Patrons would access the comics service, called Comics Plus: Library Edition, via the library's web portal, then go to a special version of iVerse's Comics Plus app, which runs on iOS, Android, and any device that can run HTML5, including laptop and desktop computers. Depending on the device they are using, patrons will be able to download the comics or stream them over the internet. Checkouts are temporary and will probably last one to two weeks, Elder said.
iVerse will charge the library on a cost-per-checkout basis that Elder said is "competitive with print," about 50 cents for a graphic novel and 10 cents for a single-issue comic. The library will set up a monthly budget allotment in advance, and when the limit is reached, most of the comics will become unavailable, although Elder said the service will always offer a number of comics for free. The premium comics will appear to the patrons to be on hold, and the hold will come off when the month is over. There is no upfront cost for the service, he said, and libraries will only be charged for actual usage. " There is no risk," Elder said. "You will never be charged more than the monthly budget allotment and you will never be charged for something you don’t use. No hidden fees."
According to iVerse, the library market accounts for about 10% of the U.S graphic novel market and its growing. As for the selection, Elder said that iVerse currently has over 10,000 titles in its Comics Plus catalogue including comics from Marvel, IDW, Archie, Top Cow, Zenescope, Boom! and more. The company is currently negotiating with publishers regarding participating in the program, and Elder said the response has been overwhelmingly positive.
Unlike other digital library programs, iVerse will allow more than one patron to check out the same digital comic at once. "It's a cloud service, so we don’t care if every patron checks it out at the same time," Elder said.
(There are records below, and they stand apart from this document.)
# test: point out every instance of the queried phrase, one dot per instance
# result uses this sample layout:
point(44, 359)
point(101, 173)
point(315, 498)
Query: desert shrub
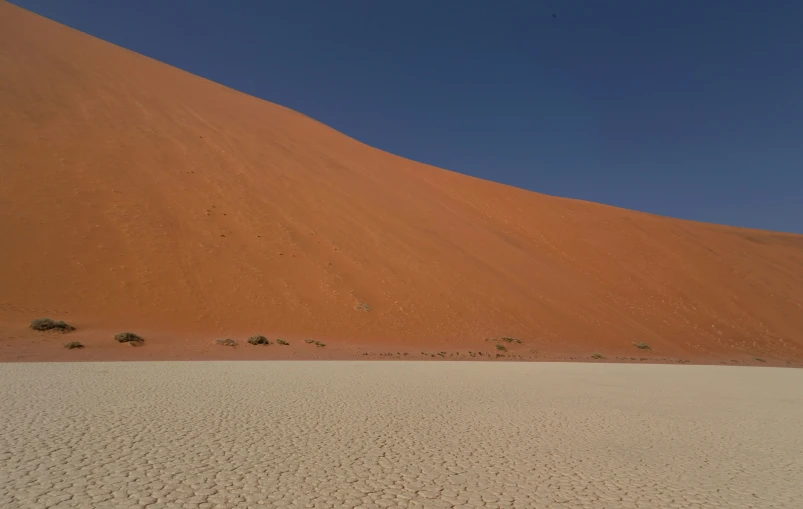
point(258, 340)
point(128, 337)
point(46, 324)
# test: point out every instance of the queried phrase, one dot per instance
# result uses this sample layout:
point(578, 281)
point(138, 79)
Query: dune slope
point(136, 195)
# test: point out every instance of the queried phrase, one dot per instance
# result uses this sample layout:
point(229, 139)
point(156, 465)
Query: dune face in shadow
point(135, 195)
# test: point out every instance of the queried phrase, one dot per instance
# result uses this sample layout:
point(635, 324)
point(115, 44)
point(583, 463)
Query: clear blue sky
point(691, 109)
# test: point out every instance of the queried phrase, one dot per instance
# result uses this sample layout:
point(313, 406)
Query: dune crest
point(136, 195)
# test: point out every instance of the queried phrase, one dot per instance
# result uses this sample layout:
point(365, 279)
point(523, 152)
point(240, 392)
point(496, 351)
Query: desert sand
point(399, 434)
point(136, 196)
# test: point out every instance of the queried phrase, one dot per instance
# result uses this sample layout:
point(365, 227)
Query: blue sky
point(687, 109)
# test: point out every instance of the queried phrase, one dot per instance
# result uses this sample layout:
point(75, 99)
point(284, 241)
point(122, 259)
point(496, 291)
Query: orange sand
point(135, 196)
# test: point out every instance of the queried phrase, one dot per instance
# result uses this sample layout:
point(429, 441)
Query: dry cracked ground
point(399, 434)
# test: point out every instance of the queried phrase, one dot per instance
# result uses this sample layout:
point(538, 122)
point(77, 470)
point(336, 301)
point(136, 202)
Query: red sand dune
point(136, 196)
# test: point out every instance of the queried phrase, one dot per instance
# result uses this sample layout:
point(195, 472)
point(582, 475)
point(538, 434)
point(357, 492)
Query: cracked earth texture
point(399, 434)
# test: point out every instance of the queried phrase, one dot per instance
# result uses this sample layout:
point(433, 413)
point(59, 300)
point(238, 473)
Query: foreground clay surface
point(135, 196)
point(399, 434)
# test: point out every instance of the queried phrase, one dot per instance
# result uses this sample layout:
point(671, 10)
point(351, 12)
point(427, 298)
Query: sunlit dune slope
point(133, 194)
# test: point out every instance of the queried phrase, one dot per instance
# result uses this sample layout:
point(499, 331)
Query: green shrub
point(46, 324)
point(258, 340)
point(128, 337)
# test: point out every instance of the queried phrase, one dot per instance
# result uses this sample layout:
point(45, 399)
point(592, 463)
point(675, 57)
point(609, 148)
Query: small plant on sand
point(46, 324)
point(128, 337)
point(258, 340)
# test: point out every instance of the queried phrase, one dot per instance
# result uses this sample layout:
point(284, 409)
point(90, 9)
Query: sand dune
point(360, 435)
point(134, 195)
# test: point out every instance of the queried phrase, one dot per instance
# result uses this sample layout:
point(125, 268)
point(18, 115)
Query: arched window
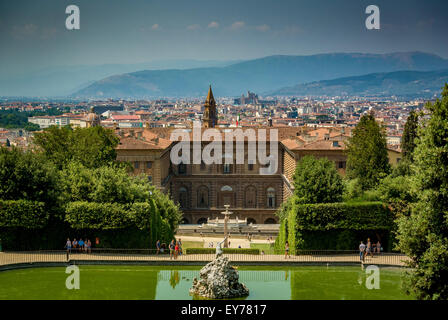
point(270, 221)
point(251, 220)
point(183, 197)
point(271, 197)
point(203, 197)
point(250, 197)
point(182, 168)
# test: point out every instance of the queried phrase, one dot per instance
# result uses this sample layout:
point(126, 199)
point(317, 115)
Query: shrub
point(225, 250)
point(93, 215)
point(22, 213)
point(323, 226)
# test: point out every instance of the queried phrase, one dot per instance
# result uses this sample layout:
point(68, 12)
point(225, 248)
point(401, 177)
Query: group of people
point(175, 248)
point(369, 249)
point(78, 246)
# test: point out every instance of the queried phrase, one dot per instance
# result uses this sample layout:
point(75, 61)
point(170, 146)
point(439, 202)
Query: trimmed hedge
point(144, 217)
point(23, 213)
point(334, 226)
point(225, 250)
point(93, 215)
point(353, 216)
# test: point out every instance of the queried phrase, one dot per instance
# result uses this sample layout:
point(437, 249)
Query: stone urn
point(218, 280)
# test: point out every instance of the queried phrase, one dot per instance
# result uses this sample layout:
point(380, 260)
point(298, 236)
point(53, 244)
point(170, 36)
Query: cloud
point(22, 31)
point(293, 29)
point(213, 24)
point(193, 27)
point(263, 28)
point(237, 25)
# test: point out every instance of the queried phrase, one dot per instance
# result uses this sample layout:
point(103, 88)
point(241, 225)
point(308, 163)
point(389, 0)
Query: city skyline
point(35, 35)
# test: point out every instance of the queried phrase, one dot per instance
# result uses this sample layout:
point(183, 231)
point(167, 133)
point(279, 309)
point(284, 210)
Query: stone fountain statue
point(218, 279)
point(219, 248)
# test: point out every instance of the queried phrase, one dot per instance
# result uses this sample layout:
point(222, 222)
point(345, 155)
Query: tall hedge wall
point(335, 226)
point(22, 213)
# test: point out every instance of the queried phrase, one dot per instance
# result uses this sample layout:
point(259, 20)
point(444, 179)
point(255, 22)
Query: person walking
point(180, 246)
point(74, 244)
point(172, 247)
point(362, 249)
point(176, 250)
point(81, 245)
point(89, 246)
point(287, 250)
point(369, 248)
point(158, 246)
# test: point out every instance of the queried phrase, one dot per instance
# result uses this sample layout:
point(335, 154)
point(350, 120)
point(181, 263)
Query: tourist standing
point(176, 250)
point(287, 250)
point(68, 245)
point(180, 246)
point(362, 249)
point(158, 246)
point(369, 247)
point(81, 245)
point(89, 246)
point(171, 247)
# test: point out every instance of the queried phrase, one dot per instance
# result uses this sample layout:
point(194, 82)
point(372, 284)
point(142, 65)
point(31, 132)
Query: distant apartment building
point(48, 121)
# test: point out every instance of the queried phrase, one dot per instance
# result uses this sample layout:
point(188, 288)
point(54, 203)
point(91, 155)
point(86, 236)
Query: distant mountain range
point(265, 75)
point(65, 80)
point(399, 83)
While the service will be available to all the library's patrons, Elder predicts that the typical user will be between 8 and 12 years old, with a 60-40 split between boys and girls. "Just as library graphic novel usage is dominated by YA titles, manga titles aimed at a YA audience, and children's titles, we expect that will be our core audience as well," Elder said. "Our goal is to reach everyone who is reading graphic novels in libraries."
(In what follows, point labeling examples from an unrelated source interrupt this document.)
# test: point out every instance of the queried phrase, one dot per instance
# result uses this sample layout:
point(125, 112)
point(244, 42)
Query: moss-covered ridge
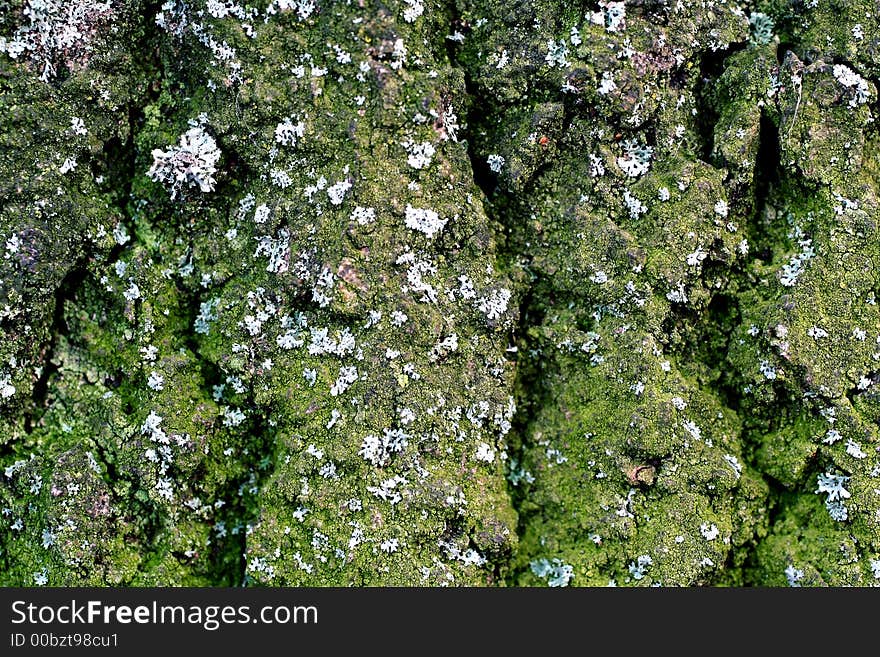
point(439, 293)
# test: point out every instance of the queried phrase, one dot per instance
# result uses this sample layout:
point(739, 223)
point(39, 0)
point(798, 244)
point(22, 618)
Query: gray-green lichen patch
point(438, 293)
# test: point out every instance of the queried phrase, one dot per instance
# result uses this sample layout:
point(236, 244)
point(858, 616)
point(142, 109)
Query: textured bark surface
point(439, 293)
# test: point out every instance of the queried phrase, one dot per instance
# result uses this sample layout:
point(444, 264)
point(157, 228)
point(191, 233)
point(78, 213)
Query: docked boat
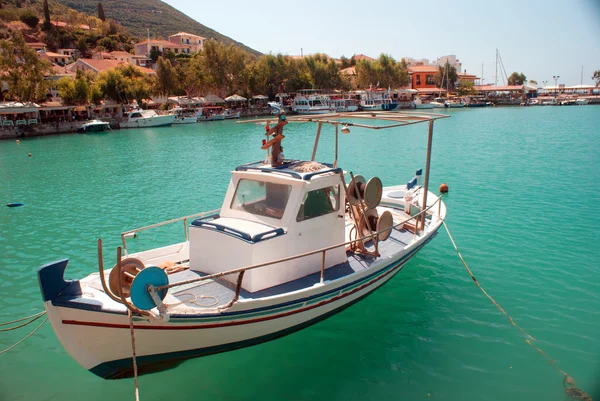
point(439, 103)
point(146, 118)
point(94, 126)
point(211, 113)
point(230, 114)
point(181, 117)
point(342, 105)
point(311, 104)
point(293, 243)
point(419, 104)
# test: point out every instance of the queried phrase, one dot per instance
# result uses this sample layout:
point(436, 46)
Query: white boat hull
point(145, 122)
point(101, 343)
point(100, 339)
The public library version of the service will allow libraries to block access to some comics, either for everyone or for certain patrons, in order to keep children from accessing mature content. iVerse will help by providing age ratings and content information. "Obviously it's a bigger issue for schools, so as we move in to school libraries, there is going to be a lot more of a curated experience than public libraries expect from our end and greater control tools for the school libraries," Elder said.
The finer details of the service will be determined in consultation with the libraries themselves, Elder said. " We are going to listen to our customers and give them what they want, not what we think they should have," he said. To participate in the beta, potential users can visit the iVerse website or contact Elder directly at email@example.com.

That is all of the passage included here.